# Rats and Branflakes??



## shinzo-chan (Apr 2, 2008)

It has been recomended to me to mix in branflakes in my rat diet (nuggets from Pets at Home, dried pasta and branflakes) but i just looked on the packet and it says that it is high in fibre. The box has 68.5g of fibre in it all together, but obviously they wont be eating this all at once as it is a mix, is this amount ok? Its a 500g pack so should i just mix in half or what? o.o'

(PAH called back!! The two female rats should be ready on Wednesday!!! *squee*)


----------



## xampx (Dec 31, 2006)

If you are following the shunamite diet then you need approximately 50-60% rat nuggets, 10% dried pasta and 30-40% human breakfast cereals.

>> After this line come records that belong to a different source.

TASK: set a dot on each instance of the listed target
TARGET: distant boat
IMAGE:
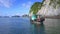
(37, 19)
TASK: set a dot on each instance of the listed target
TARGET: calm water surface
(23, 26)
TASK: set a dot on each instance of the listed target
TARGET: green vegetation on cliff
(35, 7)
(55, 3)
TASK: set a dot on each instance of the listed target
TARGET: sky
(15, 7)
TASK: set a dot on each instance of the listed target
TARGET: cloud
(6, 3)
(27, 5)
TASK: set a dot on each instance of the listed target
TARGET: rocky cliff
(50, 8)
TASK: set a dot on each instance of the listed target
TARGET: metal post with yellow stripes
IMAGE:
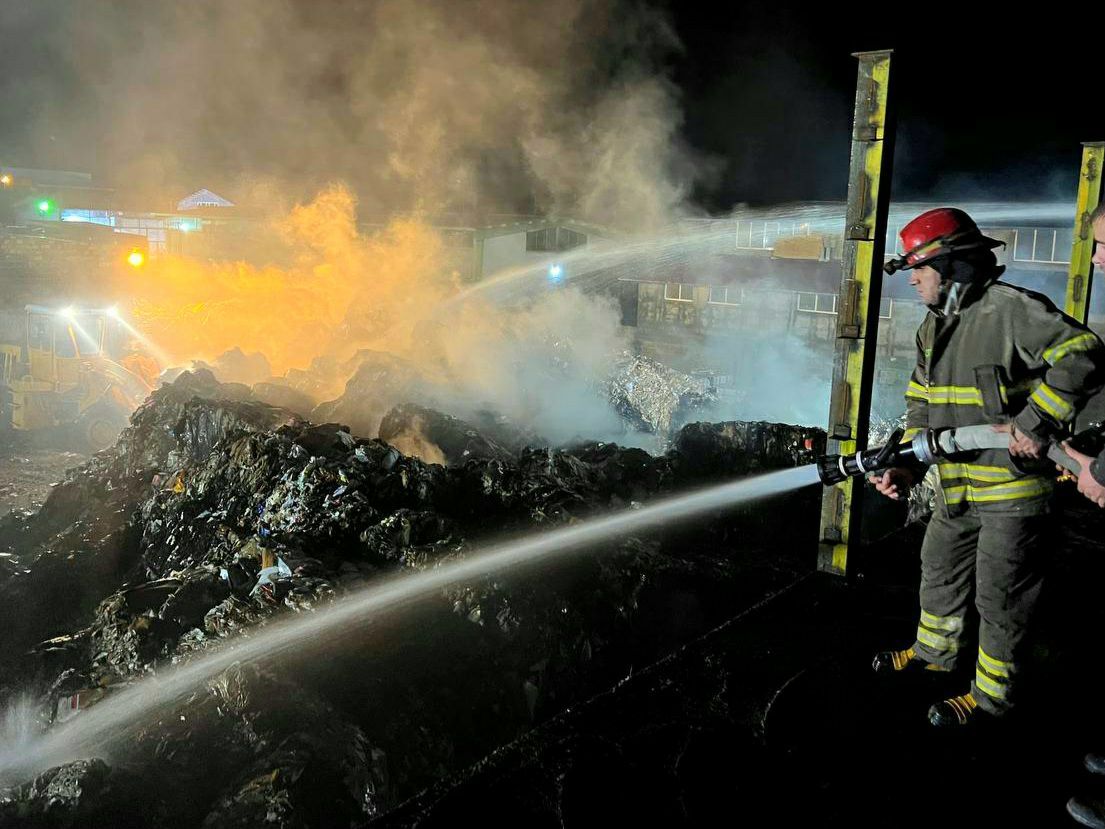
(858, 305)
(1080, 277)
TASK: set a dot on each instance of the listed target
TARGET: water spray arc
(105, 728)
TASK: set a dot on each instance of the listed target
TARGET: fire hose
(930, 446)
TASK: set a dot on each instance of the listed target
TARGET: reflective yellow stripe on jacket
(1081, 343)
(1025, 488)
(949, 395)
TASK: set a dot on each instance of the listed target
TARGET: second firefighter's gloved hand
(1021, 444)
(894, 483)
(1087, 484)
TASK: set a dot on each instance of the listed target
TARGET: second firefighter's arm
(1074, 359)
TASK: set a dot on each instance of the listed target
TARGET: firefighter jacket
(1002, 354)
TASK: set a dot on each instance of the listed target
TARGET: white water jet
(105, 728)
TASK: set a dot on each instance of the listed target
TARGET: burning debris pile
(654, 398)
(217, 513)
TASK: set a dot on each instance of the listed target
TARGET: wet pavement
(775, 719)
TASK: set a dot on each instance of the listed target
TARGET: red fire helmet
(936, 233)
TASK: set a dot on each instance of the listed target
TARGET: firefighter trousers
(996, 556)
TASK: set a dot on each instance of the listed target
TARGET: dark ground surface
(27, 473)
(775, 719)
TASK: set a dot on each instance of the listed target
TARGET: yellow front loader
(56, 378)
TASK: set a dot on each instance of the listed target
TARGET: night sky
(995, 103)
(992, 103)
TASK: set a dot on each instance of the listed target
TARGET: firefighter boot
(1087, 811)
(891, 662)
(953, 712)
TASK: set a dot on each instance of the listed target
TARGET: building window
(817, 303)
(550, 240)
(679, 292)
(726, 295)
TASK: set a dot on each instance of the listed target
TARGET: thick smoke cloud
(464, 106)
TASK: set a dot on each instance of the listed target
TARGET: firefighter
(1092, 476)
(987, 353)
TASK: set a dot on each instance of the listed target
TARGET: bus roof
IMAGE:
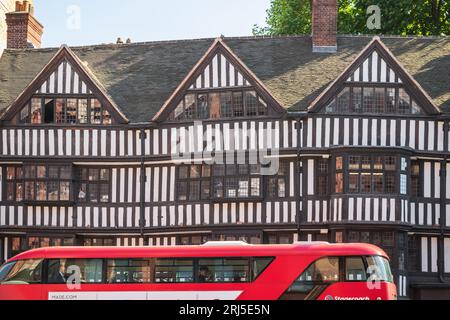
(319, 249)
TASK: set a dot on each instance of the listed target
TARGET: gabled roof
(197, 76)
(141, 77)
(87, 81)
(376, 49)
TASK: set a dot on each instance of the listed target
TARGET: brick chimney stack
(324, 25)
(24, 31)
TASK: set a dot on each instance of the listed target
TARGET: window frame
(47, 180)
(80, 181)
(106, 115)
(231, 111)
(357, 92)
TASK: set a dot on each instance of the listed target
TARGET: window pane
(355, 269)
(339, 183)
(226, 104)
(182, 191)
(206, 192)
(323, 271)
(36, 111)
(41, 194)
(206, 171)
(10, 191)
(60, 111)
(41, 172)
(82, 192)
(404, 103)
(49, 111)
(25, 114)
(53, 191)
(379, 103)
(130, 271)
(214, 105)
(82, 111)
(195, 171)
(93, 174)
(255, 187)
(106, 117)
(231, 187)
(174, 271)
(66, 173)
(104, 174)
(281, 188)
(93, 193)
(262, 107)
(366, 183)
(223, 270)
(87, 270)
(390, 184)
(10, 173)
(104, 193)
(53, 172)
(218, 188)
(357, 99)
(378, 183)
(366, 163)
(243, 188)
(238, 104)
(353, 185)
(369, 100)
(64, 191)
(96, 112)
(343, 101)
(25, 272)
(378, 163)
(194, 191)
(391, 100)
(72, 106)
(19, 192)
(354, 163)
(183, 172)
(202, 106)
(391, 163)
(339, 163)
(29, 191)
(251, 103)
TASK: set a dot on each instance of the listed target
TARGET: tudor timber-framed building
(93, 141)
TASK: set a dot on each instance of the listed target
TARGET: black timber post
(443, 207)
(143, 179)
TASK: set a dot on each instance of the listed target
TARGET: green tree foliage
(399, 17)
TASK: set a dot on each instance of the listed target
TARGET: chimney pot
(23, 30)
(324, 25)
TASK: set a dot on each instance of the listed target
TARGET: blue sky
(84, 22)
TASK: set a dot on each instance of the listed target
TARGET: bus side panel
(174, 291)
(277, 278)
(360, 291)
(21, 292)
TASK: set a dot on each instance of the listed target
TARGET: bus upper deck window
(355, 270)
(4, 270)
(87, 270)
(323, 270)
(24, 272)
(379, 268)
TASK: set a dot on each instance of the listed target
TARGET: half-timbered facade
(256, 139)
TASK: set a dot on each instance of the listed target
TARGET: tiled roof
(140, 77)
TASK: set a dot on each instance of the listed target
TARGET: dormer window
(373, 100)
(62, 110)
(219, 105)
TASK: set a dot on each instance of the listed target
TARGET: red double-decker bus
(215, 271)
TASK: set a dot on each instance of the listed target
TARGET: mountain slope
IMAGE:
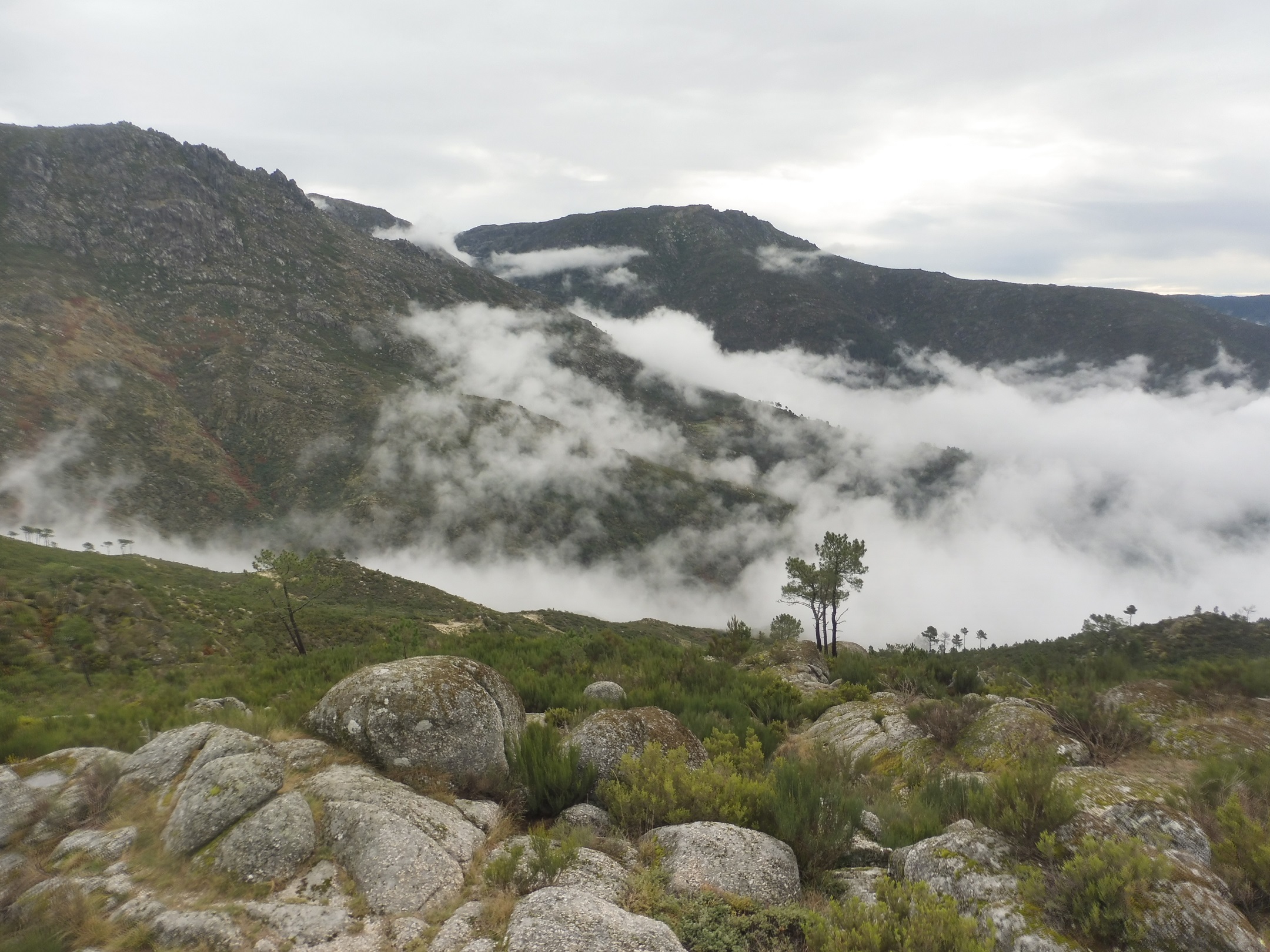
(200, 348)
(760, 290)
(197, 346)
(1250, 307)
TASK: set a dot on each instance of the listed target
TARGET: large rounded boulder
(718, 856)
(451, 715)
(606, 735)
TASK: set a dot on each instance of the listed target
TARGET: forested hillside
(760, 289)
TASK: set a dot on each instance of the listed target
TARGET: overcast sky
(1121, 144)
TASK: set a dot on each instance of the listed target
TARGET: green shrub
(812, 708)
(732, 644)
(658, 787)
(771, 700)
(1108, 733)
(937, 800)
(1024, 802)
(552, 773)
(906, 918)
(1102, 890)
(711, 922)
(813, 809)
(1241, 853)
(534, 867)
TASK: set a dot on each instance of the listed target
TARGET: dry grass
(496, 913)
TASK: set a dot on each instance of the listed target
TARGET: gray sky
(1121, 144)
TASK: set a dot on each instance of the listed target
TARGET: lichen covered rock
(1187, 916)
(397, 866)
(1012, 729)
(451, 715)
(877, 729)
(607, 691)
(164, 757)
(272, 843)
(218, 794)
(105, 846)
(729, 859)
(436, 820)
(560, 919)
(606, 735)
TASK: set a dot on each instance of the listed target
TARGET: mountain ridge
(199, 347)
(760, 290)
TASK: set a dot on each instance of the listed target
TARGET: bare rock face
(1161, 827)
(606, 735)
(218, 794)
(731, 859)
(484, 814)
(272, 843)
(304, 753)
(1198, 919)
(106, 846)
(877, 728)
(164, 757)
(457, 931)
(439, 822)
(445, 714)
(1011, 729)
(302, 922)
(406, 852)
(196, 928)
(397, 866)
(606, 691)
(559, 919)
(18, 804)
(226, 742)
(70, 785)
(590, 816)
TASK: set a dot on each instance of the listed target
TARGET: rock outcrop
(406, 852)
(164, 757)
(559, 919)
(213, 797)
(728, 859)
(606, 735)
(877, 729)
(1010, 729)
(973, 866)
(272, 843)
(607, 691)
(451, 715)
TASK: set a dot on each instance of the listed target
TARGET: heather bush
(658, 787)
(549, 771)
(813, 807)
(947, 720)
(1024, 802)
(1102, 889)
(906, 918)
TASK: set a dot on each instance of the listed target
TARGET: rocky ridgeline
(210, 837)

They give a list of a few different ones but the rule is basically the plain ones with no added sugar


----------



## OnlyOno (Apr 4, 2007)

do you have kashi cereals in england? i use a box of kashi puffed grains and a box of kashi flaked grains in each batch of rat mix i make. kashi is all natural, no added anything but the grains themselves basically, and it's so good for them.  but yes, basically any breakfast cereal that doesn't have added sugar and such should be fine.


----------



## shinzo-chan (Apr 2, 2008)

Ok, thanks a lot guys 

xampx -

Thanks for the amounts, theyll be really helpful  I didnt actually know there were amounts and was planning to just shove the whole packets of everything in there so thanks a lot ^^''

OnlyOno - 
I dont know if we have kashi cereals in england, ive never heard of them to be honest o.o Thanks for the info though, ill be sure to keep an eye out for them ^^


----------



## xampx (Dec 31, 2006)

The best ones in England (I think) are rice crispies, bran flakes, weetabix, shredded wheat, cornflakes, special K, the plain multigrain cheerios (good for threading onto string for them) or those ones that look like little grids (shreddies?)

Just dont get anything honey nut or sugar coated or chocolate flavour.
You could get some organic plain stuff from holland and barrett or julian graves, but your mum is going to kill you if you spend anymore money on them. The regular ones are fine.


----------